Rick is senior vice-president who founded and still runs Microsoft Research. Celebrating their fifteenth anniversary, this team has evolved from a handful of far-seeing individuals into a team approaching eight hundred in six sites across three continents.
From what I can tell they do not develop products - they are too advanced for that. Instead they are developing many of the ideas that future technologies will use as their foundation.
Unlike product teams their research is usually public - they publish most of their research for others to use, and this research touches on much more than servers and apps.

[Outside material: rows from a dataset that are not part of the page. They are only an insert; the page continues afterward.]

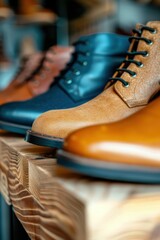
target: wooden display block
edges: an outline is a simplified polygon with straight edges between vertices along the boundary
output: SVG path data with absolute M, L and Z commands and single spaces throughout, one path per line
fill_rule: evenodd
M 160 186 L 57 166 L 55 150 L 1 134 L 0 190 L 32 240 L 159 240 Z

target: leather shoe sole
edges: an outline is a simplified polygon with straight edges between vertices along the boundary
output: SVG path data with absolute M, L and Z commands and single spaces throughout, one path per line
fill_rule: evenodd
M 27 127 L 25 125 L 10 123 L 10 122 L 6 122 L 6 121 L 5 122 L 0 121 L 0 129 L 9 131 L 9 132 L 14 132 L 14 133 L 24 135 L 29 128 L 30 127 Z
M 64 150 L 58 151 L 57 163 L 75 172 L 95 178 L 135 183 L 160 183 L 160 169 L 157 167 L 102 162 L 79 157 Z

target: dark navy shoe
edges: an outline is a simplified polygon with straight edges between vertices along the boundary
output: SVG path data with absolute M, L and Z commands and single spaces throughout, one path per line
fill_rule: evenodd
M 96 97 L 124 60 L 129 41 L 126 36 L 99 33 L 81 37 L 74 45 L 71 62 L 46 93 L 0 106 L 0 129 L 25 134 L 42 113 L 76 107 Z

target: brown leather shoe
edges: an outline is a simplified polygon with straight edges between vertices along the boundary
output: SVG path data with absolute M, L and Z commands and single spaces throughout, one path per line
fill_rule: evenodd
M 29 132 L 34 142 L 60 145 L 73 130 L 121 120 L 150 102 L 160 90 L 160 22 L 137 25 L 134 33 L 128 57 L 112 78 L 115 84 L 86 104 L 42 114 Z
M 100 178 L 160 183 L 159 109 L 160 97 L 119 122 L 77 130 L 59 163 Z
M 72 52 L 73 47 L 53 46 L 44 59 L 42 54 L 32 56 L 10 86 L 0 92 L 0 104 L 27 100 L 47 91 L 70 60 Z

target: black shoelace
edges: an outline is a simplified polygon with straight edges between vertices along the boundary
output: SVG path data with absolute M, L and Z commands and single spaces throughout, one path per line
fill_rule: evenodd
M 143 30 L 146 30 L 146 31 L 149 31 L 151 32 L 152 34 L 155 34 L 156 33 L 156 30 L 154 28 L 151 28 L 151 27 L 148 27 L 148 26 L 142 26 L 141 29 L 133 29 L 133 33 L 136 33 L 138 36 L 132 36 L 129 38 L 129 41 L 130 43 L 132 42 L 132 40 L 135 40 L 135 43 L 138 43 L 139 41 L 144 41 L 146 44 L 148 45 L 152 45 L 152 41 L 150 39 L 147 39 L 147 38 L 144 38 L 144 37 L 141 37 L 142 33 L 143 33 Z M 127 52 L 127 56 L 128 56 L 128 59 L 125 59 L 122 63 L 125 63 L 124 67 L 123 68 L 117 68 L 116 71 L 117 72 L 120 72 L 121 75 L 123 72 L 127 72 L 130 76 L 132 77 L 136 77 L 136 72 L 134 71 L 131 71 L 128 69 L 128 66 L 130 63 L 134 63 L 137 67 L 143 67 L 143 63 L 140 62 L 140 61 L 136 61 L 134 59 L 134 56 L 136 55 L 141 55 L 143 57 L 146 57 L 148 56 L 148 52 L 147 51 L 131 51 L 131 52 Z M 123 78 L 121 77 L 114 77 L 114 78 L 110 78 L 111 81 L 120 81 L 124 87 L 128 87 L 129 86 L 129 83 L 124 80 Z

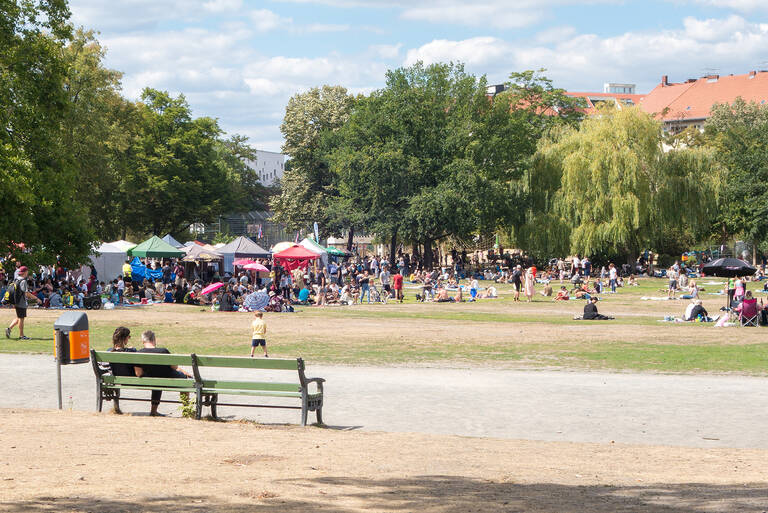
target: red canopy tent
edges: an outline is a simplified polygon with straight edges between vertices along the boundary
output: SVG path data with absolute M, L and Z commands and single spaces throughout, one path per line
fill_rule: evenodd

In one demo they showed how they are working with NASA and other international space agencies to map space - not the solar system or the galaxy which for the average astronomer is mostly known - rather they zoomed out from Building 33 (Microsoft Conference Center) to galaxies twenty-five million light years away, as mapped by tools such as the Hubble telescope and others.

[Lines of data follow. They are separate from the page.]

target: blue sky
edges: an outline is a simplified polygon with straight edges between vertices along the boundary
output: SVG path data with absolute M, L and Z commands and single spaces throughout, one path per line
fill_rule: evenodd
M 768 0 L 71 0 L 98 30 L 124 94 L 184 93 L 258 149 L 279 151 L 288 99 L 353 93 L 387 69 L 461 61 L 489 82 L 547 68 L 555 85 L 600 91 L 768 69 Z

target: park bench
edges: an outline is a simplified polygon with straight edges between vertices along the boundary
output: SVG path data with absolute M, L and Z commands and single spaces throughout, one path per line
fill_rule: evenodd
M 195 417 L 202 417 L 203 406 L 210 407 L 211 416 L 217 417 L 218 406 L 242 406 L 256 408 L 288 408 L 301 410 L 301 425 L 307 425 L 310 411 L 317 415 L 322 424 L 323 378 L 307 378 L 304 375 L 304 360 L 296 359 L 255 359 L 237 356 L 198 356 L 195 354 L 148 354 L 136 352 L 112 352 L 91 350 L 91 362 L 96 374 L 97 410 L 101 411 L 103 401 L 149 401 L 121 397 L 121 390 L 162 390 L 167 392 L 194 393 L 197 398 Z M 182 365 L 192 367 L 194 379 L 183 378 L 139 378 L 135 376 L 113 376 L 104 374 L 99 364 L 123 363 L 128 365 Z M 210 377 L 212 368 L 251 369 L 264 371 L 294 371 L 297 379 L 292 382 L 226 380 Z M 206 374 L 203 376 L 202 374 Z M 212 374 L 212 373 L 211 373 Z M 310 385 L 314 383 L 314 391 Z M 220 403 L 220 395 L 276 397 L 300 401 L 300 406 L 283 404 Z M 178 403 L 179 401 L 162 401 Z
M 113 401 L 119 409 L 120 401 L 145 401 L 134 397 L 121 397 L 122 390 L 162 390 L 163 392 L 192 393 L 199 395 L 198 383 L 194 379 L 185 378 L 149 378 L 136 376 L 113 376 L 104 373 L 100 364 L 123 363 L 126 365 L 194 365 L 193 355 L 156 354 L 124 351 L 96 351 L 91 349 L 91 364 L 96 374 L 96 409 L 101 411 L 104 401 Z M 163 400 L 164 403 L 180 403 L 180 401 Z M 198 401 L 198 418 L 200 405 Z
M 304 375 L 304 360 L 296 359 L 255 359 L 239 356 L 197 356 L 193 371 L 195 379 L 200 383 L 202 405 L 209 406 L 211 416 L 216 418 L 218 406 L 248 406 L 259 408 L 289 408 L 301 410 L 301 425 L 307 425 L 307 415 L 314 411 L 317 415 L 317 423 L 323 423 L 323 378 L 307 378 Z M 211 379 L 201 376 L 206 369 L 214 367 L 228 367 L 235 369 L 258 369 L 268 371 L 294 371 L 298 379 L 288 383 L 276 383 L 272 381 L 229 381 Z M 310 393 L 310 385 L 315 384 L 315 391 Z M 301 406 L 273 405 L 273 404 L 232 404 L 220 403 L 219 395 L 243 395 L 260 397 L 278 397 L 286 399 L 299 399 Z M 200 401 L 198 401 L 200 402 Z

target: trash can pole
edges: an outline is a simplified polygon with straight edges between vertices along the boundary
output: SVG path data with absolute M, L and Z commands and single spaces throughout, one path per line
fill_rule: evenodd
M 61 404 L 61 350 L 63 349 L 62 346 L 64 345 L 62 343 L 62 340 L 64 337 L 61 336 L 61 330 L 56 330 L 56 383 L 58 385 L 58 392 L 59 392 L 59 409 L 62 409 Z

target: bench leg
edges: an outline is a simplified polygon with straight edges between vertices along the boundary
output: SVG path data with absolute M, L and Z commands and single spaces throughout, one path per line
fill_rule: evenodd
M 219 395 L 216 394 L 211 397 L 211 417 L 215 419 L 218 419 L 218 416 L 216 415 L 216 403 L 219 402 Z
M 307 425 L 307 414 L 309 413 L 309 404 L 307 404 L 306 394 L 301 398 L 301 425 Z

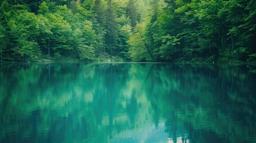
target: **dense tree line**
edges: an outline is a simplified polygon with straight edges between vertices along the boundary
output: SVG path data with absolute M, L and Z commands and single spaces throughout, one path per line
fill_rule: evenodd
M 254 0 L 0 0 L 1 61 L 251 61 Z

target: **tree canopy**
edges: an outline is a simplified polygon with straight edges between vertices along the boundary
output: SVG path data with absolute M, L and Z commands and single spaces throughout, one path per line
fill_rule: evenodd
M 1 61 L 256 60 L 253 0 L 0 0 Z

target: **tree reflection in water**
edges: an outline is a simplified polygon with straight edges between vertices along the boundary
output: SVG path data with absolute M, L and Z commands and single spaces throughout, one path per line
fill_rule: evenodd
M 254 69 L 1 64 L 0 142 L 254 142 Z

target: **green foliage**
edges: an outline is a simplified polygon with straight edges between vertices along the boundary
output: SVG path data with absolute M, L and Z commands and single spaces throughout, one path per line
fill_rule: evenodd
M 255 4 L 253 0 L 1 0 L 1 60 L 47 55 L 81 60 L 109 55 L 134 61 L 253 61 Z M 38 47 L 37 55 L 29 52 Z

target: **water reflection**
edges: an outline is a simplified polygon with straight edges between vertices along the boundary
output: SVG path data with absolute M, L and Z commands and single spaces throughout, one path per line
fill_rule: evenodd
M 1 142 L 254 142 L 255 67 L 1 64 Z

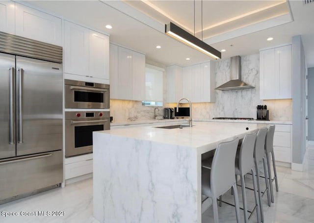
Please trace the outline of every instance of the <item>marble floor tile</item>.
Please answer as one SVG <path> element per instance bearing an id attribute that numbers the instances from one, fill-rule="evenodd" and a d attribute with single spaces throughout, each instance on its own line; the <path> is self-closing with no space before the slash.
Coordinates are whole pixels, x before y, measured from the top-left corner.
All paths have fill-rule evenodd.
<path id="1" fill-rule="evenodd" d="M 263 197 L 263 208 L 265 223 L 310 223 L 314 222 L 314 147 L 310 147 L 304 158 L 304 171 L 298 172 L 289 168 L 277 166 L 279 192 L 275 192 L 275 202 L 271 207 L 267 204 L 267 196 Z M 261 166 L 262 169 L 262 165 Z M 262 171 L 262 170 L 261 170 Z M 262 190 L 265 188 L 263 179 L 260 179 Z M 246 177 L 246 186 L 252 187 L 252 176 Z M 275 188 L 275 183 L 273 188 Z M 240 206 L 242 194 L 237 188 Z M 252 191 L 246 191 L 249 209 L 255 204 Z M 231 191 L 223 197 L 223 200 L 234 203 Z M 1 215 L 1 212 L 64 211 L 65 216 L 10 216 Z M 235 208 L 223 203 L 218 207 L 220 222 L 236 222 Z M 250 223 L 257 222 L 256 213 Z M 240 210 L 241 222 L 244 222 L 243 211 Z M 202 223 L 213 222 L 212 209 L 209 207 L 202 215 Z M 0 205 L 0 222 L 99 223 L 93 217 L 93 180 L 88 179 L 56 188 L 18 200 Z"/>

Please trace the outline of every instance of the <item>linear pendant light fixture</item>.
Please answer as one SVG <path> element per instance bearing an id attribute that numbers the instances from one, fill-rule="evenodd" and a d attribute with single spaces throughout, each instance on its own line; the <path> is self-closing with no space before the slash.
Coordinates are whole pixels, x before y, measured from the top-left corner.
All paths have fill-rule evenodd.
<path id="1" fill-rule="evenodd" d="M 165 33 L 215 59 L 221 58 L 221 52 L 170 22 L 165 25 Z"/>

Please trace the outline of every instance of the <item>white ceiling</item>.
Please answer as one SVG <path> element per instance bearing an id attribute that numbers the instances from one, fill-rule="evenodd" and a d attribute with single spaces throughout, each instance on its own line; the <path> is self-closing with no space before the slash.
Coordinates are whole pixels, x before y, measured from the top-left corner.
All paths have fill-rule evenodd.
<path id="1" fill-rule="evenodd" d="M 291 42 L 292 36 L 301 35 L 308 66 L 314 67 L 314 41 L 312 40 L 314 29 L 312 24 L 314 21 L 314 3 L 305 5 L 304 0 L 289 1 L 291 17 L 289 7 L 287 7 L 288 5 L 285 2 L 283 3 L 283 1 L 204 1 L 203 29 L 219 23 L 221 24 L 218 25 L 223 25 L 220 26 L 223 28 L 223 33 L 218 31 L 214 36 L 204 31 L 203 35 L 204 35 L 204 40 L 218 50 L 226 49 L 227 51 L 222 53 L 223 59 L 236 55 L 258 53 L 260 49 Z M 185 66 L 209 59 L 206 55 L 164 33 L 164 24 L 170 22 L 169 17 L 178 24 L 183 24 L 183 27 L 188 30 L 192 29 L 193 32 L 192 0 L 146 1 L 149 5 L 141 1 L 127 3 L 97 0 L 25 2 L 24 3 L 73 22 L 109 33 L 110 42 L 144 53 L 151 61 L 165 65 L 177 64 Z M 196 1 L 196 11 L 200 8 L 200 1 Z M 270 7 L 275 4 L 278 5 L 273 8 L 272 11 Z M 254 14 L 252 11 L 261 11 Z M 274 11 L 281 12 L 280 15 L 275 16 Z M 243 17 L 243 14 L 248 17 Z M 278 17 L 279 15 L 281 16 Z M 200 16 L 196 13 L 196 23 L 200 21 Z M 235 23 L 236 17 L 240 18 L 240 20 Z M 254 23 L 252 22 L 253 17 Z M 167 20 L 169 21 L 166 22 Z M 291 21 L 293 22 L 289 22 Z M 237 26 L 234 25 L 236 23 Z M 105 26 L 107 24 L 111 25 L 113 28 L 106 29 Z M 242 26 L 239 26 L 239 24 Z M 272 27 L 274 25 L 276 26 Z M 197 33 L 201 29 L 199 26 L 196 27 Z M 210 29 L 207 31 L 209 30 Z M 196 35 L 200 36 L 199 33 Z M 274 37 L 274 40 L 266 41 L 269 36 Z M 233 46 L 231 47 L 231 45 Z M 161 46 L 161 48 L 157 49 L 157 45 Z M 191 59 L 187 61 L 186 57 Z"/>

At another booth I was introduced to a new term - the Body Area Network. A European team (the two researchers I spoke with were Dutch and German) have developed a way to collate data from a heart monitor, blood glucose monitor, and several other biometric sensors (in a watch and other devices) to recommend Insulin injections, and to report data to the diabetic's physician to adjust treatments. Also pregnant women with troubled pregnancies can connect real-time to a nurse who monitors this data to monitor the mother's and the fetus' heart rates, enabling women who otherwise would have been bedridden for months to be out and about.
Windows Vista is cool, and it is now. Microsoft Research is science fiction - ten years forward right in front of you. The future really does look bright!